Although the world of e-commerce using XML is still evolving, things may be slightly different in that world than they have been in the EDI world. There's a tendency among utilities that move XML around to just consider documents as payload and not look inside them. This is unlike EDI management systems that must examine the application data in order to transform it. The strategy you will have to follow will depend on the particular methods or systems used for data transport. The bottom line is that you may have requirements for providing identifying information within a document or by some external means such as specific file names, locations, or key values that are passed in method calls.
Schema design is a very broad and complex topic. As much as I would like to offer you my knowledge and opinions about it, I'm afraid it would qualify for another complete chapter, if not another book. I have to set an appropriate scope somewhere for a book that has already turned out longer than planned, so I'm going to point you elsewhere for details about schema design. There are several good resources listed at the end of the chapter. Beyond that I'll offer only a few general observations.
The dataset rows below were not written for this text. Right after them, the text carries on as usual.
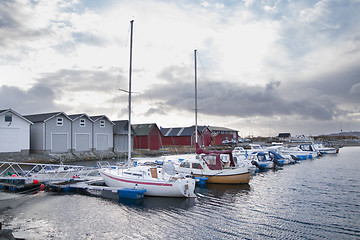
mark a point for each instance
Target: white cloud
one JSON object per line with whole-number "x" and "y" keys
{"x": 71, "y": 48}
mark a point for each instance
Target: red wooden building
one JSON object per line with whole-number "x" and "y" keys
{"x": 182, "y": 136}
{"x": 220, "y": 134}
{"x": 148, "y": 136}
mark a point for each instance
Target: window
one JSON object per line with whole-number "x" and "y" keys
{"x": 59, "y": 121}
{"x": 197, "y": 166}
{"x": 185, "y": 164}
{"x": 8, "y": 118}
{"x": 102, "y": 123}
{"x": 82, "y": 122}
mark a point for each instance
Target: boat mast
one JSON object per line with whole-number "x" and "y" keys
{"x": 130, "y": 70}
{"x": 195, "y": 97}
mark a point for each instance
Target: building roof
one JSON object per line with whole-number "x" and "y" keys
{"x": 284, "y": 135}
{"x": 80, "y": 115}
{"x": 181, "y": 131}
{"x": 99, "y": 117}
{"x": 121, "y": 127}
{"x": 221, "y": 129}
{"x": 143, "y": 129}
{"x": 43, "y": 117}
{"x": 17, "y": 114}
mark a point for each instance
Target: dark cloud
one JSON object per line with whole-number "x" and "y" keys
{"x": 240, "y": 100}
{"x": 14, "y": 30}
{"x": 339, "y": 85}
{"x": 35, "y": 100}
{"x": 152, "y": 111}
{"x": 74, "y": 80}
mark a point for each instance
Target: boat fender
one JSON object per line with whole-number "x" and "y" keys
{"x": 260, "y": 167}
{"x": 277, "y": 163}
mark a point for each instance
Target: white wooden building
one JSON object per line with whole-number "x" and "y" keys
{"x": 14, "y": 132}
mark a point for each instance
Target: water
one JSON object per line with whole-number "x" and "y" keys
{"x": 316, "y": 199}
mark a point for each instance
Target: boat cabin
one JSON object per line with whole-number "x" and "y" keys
{"x": 213, "y": 161}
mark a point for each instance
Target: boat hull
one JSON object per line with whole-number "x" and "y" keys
{"x": 153, "y": 187}
{"x": 227, "y": 179}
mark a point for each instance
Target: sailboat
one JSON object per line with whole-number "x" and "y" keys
{"x": 216, "y": 166}
{"x": 157, "y": 181}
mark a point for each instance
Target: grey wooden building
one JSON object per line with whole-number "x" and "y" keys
{"x": 50, "y": 132}
{"x": 14, "y": 132}
{"x": 102, "y": 133}
{"x": 81, "y": 133}
{"x": 121, "y": 136}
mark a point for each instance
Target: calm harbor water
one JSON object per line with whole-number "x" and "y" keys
{"x": 315, "y": 199}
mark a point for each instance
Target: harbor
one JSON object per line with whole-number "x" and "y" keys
{"x": 316, "y": 198}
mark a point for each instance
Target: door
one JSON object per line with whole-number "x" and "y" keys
{"x": 59, "y": 142}
{"x": 10, "y": 140}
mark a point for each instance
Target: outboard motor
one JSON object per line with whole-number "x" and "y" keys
{"x": 274, "y": 157}
{"x": 277, "y": 163}
{"x": 260, "y": 167}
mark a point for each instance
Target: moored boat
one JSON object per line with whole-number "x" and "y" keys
{"x": 157, "y": 181}
{"x": 216, "y": 166}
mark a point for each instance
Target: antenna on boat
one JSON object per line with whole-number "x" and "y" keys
{"x": 195, "y": 97}
{"x": 130, "y": 70}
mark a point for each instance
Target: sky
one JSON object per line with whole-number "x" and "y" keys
{"x": 263, "y": 66}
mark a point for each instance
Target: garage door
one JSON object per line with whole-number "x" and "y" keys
{"x": 59, "y": 142}
{"x": 82, "y": 142}
{"x": 10, "y": 140}
{"x": 102, "y": 142}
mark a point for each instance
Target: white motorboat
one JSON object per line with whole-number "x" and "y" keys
{"x": 157, "y": 181}
{"x": 216, "y": 166}
{"x": 325, "y": 150}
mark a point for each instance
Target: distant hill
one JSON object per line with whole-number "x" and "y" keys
{"x": 347, "y": 134}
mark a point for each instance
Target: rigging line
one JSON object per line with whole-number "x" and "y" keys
{"x": 117, "y": 100}
{"x": 209, "y": 85}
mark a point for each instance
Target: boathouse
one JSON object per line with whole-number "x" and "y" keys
{"x": 103, "y": 136}
{"x": 182, "y": 136}
{"x": 50, "y": 132}
{"x": 148, "y": 136}
{"x": 220, "y": 134}
{"x": 206, "y": 135}
{"x": 14, "y": 132}
{"x": 81, "y": 133}
{"x": 121, "y": 136}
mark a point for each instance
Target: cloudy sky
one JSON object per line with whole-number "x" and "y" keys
{"x": 264, "y": 66}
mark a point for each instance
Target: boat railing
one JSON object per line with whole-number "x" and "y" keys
{"x": 44, "y": 172}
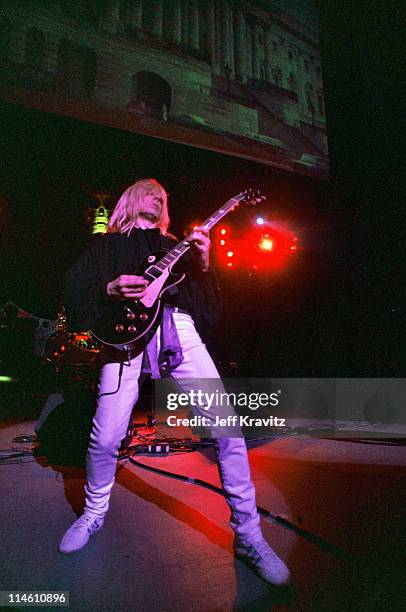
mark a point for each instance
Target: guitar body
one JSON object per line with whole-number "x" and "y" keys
{"x": 128, "y": 321}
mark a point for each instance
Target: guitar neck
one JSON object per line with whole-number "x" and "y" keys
{"x": 182, "y": 247}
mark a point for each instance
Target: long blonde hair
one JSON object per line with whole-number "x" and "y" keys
{"x": 125, "y": 215}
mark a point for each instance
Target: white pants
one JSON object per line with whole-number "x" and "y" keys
{"x": 118, "y": 393}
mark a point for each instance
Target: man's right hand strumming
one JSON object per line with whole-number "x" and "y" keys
{"x": 127, "y": 286}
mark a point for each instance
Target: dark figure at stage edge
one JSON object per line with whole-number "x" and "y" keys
{"x": 138, "y": 226}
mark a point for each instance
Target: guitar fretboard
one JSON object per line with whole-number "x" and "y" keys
{"x": 180, "y": 249}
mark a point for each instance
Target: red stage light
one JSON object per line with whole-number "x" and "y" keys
{"x": 266, "y": 244}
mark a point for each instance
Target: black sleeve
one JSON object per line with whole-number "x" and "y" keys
{"x": 85, "y": 286}
{"x": 200, "y": 293}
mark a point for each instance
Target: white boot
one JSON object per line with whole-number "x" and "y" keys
{"x": 79, "y": 534}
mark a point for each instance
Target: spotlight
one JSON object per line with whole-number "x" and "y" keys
{"x": 266, "y": 244}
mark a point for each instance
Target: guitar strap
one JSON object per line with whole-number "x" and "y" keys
{"x": 152, "y": 240}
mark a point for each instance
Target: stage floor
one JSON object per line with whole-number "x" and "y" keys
{"x": 166, "y": 545}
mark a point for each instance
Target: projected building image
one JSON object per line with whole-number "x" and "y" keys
{"x": 242, "y": 78}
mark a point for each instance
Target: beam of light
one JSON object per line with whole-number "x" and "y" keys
{"x": 7, "y": 379}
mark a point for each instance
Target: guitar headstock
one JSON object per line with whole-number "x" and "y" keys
{"x": 251, "y": 196}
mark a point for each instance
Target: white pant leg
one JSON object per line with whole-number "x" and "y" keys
{"x": 118, "y": 393}
{"x": 231, "y": 452}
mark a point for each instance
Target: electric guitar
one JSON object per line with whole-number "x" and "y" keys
{"x": 128, "y": 321}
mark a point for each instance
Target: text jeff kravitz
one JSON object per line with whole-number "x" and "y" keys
{"x": 229, "y": 421}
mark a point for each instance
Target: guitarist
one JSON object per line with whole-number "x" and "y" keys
{"x": 105, "y": 273}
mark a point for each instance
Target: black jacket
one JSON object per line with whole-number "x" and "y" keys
{"x": 110, "y": 255}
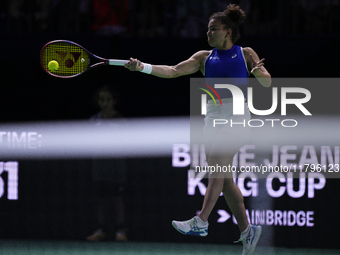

Despite what some authorities may tell you, no single technique is right for all circumstances. If you're going to design only one or a few schemas, probably any approach that provides the required validation will be adequate. This includes letting an IDE like XMLSPY or TurboXML generate a schema from a representative instance document as I discussed in Chapter 6. On the other end of the spectrum, if you are designing several documents for a fairly large system, you would be well served to take a more disciplined approach. I favor creating type library schemas containing simple and complex types that are reused in other schemas, similar to the approach discussed in Chapter 4 that was considered by X12 and OASIS. However, there are certainly other techniques.